Court Opinion

ID: 9770361
Source: CourtListenerOpinion
Date Created: 2023-08-29 15:59:40.776846+00
Date Added: 2024-06-11T07:31:16.727123
License: Public Domain

GRAVES, Justice,
dissenting.
Respectfully, I dissent in all respects. However, I particularly take issue with so much of the majority opinion as holds it was reversible error to have permitted the defendants, Ernest Arnaze Rogers and Nakia Dillard, to show their fingernails to the jury.
It was counsel for the co-defendant Na-kia Dillard who made the motion to have the hands of both defendants exhibited to the jury. The court noted that there would be no appreciable change in the size of the defendants’ fingers. Counsel for the defendant Ernest Arnaze Rogers waived objection to showing the jury the defendants’ hands to demonstrate the respective sizes of the defendants’ hands. Defendant Rogers’ counsel argued to the jury that condition of the defendants’ nails at trial would have no bearing on the condition of their fingernails at the time of the crime. The trial court advised the jury that the question of whether Nakia Dillard, Ernest Arnaze Rogers’ co-defendant, bites his nails could only be answered if Nakia Dillard took the stand and testified at trial. Dillard did not testify.
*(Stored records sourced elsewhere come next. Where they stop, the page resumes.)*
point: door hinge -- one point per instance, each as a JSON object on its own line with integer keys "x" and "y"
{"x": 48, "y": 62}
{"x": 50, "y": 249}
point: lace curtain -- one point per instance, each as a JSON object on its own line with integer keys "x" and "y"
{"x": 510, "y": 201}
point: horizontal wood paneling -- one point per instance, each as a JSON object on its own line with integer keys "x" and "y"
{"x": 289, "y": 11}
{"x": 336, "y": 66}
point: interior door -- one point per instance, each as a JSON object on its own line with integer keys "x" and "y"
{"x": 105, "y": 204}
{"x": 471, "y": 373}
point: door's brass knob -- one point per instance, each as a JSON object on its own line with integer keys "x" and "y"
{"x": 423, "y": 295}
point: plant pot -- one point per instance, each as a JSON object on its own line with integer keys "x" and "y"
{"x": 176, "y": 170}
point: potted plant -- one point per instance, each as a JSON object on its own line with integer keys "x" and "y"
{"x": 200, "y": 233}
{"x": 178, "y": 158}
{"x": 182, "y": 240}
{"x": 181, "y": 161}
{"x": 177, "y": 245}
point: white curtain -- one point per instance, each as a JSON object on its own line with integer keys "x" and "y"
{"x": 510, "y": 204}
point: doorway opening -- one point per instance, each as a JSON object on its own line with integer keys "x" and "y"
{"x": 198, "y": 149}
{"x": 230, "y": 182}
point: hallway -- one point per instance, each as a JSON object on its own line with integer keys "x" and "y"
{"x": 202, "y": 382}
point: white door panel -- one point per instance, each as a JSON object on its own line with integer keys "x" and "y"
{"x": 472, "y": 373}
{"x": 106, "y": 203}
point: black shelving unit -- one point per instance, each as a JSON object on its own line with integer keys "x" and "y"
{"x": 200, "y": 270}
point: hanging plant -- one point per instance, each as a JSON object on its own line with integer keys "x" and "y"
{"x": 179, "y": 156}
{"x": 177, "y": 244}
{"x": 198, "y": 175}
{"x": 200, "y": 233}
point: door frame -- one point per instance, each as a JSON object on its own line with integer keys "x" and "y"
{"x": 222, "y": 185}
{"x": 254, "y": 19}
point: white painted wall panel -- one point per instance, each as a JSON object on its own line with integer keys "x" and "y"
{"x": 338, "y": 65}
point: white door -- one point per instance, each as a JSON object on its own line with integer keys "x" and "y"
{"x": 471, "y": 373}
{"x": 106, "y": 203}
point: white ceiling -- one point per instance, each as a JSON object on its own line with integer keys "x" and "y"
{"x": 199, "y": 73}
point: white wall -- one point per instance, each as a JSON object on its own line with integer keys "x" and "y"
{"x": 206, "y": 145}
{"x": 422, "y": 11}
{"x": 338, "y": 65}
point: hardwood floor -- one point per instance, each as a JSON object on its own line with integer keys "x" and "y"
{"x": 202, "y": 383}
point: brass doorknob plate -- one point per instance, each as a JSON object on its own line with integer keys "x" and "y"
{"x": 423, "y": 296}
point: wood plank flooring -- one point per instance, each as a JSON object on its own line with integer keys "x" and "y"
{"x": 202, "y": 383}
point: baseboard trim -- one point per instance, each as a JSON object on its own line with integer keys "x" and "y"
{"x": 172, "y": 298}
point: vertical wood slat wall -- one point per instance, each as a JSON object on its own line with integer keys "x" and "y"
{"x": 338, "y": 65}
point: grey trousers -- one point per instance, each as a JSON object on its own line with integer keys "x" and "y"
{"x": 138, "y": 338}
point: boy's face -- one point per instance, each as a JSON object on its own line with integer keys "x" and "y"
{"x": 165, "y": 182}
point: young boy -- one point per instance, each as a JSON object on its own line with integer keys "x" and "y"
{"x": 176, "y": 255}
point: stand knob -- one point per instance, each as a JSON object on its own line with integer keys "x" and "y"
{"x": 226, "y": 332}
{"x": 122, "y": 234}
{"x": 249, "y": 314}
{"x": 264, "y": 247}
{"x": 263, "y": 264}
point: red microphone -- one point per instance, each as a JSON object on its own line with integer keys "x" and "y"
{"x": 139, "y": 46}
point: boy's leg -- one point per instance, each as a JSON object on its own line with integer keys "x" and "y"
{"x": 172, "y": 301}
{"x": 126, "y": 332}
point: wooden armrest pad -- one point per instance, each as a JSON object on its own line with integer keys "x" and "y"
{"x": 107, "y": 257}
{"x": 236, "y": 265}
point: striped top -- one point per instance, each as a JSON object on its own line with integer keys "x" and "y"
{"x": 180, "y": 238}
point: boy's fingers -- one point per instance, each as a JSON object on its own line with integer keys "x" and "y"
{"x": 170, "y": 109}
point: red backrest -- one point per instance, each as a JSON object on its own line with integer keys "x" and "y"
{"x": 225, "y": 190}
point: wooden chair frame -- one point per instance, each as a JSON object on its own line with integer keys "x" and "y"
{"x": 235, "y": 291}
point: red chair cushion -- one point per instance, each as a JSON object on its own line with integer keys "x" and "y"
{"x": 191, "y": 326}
Dr. George R. Nichols, III testified two marks on the upper surface of the victim’s right buttock were consistent with fingertips working by a grabbing action of the human hand. A photograph of those injuries was introduced into evidence. Dr. Nichols also testified concerning parallel contusions on the inner surfaces of each thigh which are consistent with a forceful prying apart of the thighs of a woman as she resists movement by the fingers.
Without a more complete record, we are left to surmise whether it was trial strategy for counsel for Dillard to rule out some characteristics of the fingers.
“Weighing the relevancy against the prejudice is peculiarly within the province of the trial court.” Foley v. Commonwealth, Ky., 942 S.W.2d 876, 888 (1996). No reversible error occurred in permitting the jury to view the defendants’ hands.
WINTERSHEIMER, J., joins this dissenting opinion.